Porceddu: A Delicious Sardinian Treat
November 18, 2009 | Sara HardingHalves of piglets roasting over a bed of coals
I was staying in a small hotel in a rural village in Sardinia last summer on a backpacking trip. The hotel was painted the cheery creamy-yellow color that seems to be obligatory for Sardinian hotels and everything about it was neat and pretty, from the red geraniums and spiky palmettos in pots in front of the door to the sleek cats that preened on the steps of the hotel restaurant. The one puzzler was a hut kind-of-thing that stood behind the hotel. It had only two sides and no floor, and it was roofed with corrugated tin. Beside it was a stack of old cardboard boxes. I couldn’t figure out what such a ramshackle construction was doing next to my charming hotel.

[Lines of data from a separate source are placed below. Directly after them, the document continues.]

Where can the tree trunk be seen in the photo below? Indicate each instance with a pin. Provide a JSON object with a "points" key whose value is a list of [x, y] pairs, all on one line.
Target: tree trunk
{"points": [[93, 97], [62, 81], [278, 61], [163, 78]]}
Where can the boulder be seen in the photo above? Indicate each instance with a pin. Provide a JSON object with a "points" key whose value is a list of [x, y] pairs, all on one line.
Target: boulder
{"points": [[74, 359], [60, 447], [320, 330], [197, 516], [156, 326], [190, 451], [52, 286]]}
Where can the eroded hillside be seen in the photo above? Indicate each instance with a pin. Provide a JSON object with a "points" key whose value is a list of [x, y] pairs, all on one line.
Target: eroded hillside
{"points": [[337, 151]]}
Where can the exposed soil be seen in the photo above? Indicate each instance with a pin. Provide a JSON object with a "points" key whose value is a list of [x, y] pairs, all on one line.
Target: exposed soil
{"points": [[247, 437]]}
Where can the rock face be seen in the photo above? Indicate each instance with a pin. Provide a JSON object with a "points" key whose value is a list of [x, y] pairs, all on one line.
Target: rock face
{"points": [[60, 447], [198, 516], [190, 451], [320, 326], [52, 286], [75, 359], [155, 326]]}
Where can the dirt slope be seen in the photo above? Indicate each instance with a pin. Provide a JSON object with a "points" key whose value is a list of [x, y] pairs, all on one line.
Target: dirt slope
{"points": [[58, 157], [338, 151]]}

One morning I woke to the smell of woodsmoke. I followed it around behind the hotel to find a small man in his early sixties making a fire in the hut. Broken boxes littered the ground and the man periodically fed strips of cardboard into the flames. He had set up an iron contraption on the dirt floor of the hut and long spikes of iron stood nearby. I watched for a while, uncomprehending, and then walked away.
It all became clear when I returned an hour later. Each long iron spike had been thrust through half of a piglet. The butcher must have sliced right down the middle of them, because even the skull had been cut cleanly in two. The spikes had been placed in slots in the metal contraption, which held them over a bed of glowing coals. Periodically, the man – whose name, I found out, was Gianni – used an old shovel to lift more coals from the fire and spread them under the roasting piglets.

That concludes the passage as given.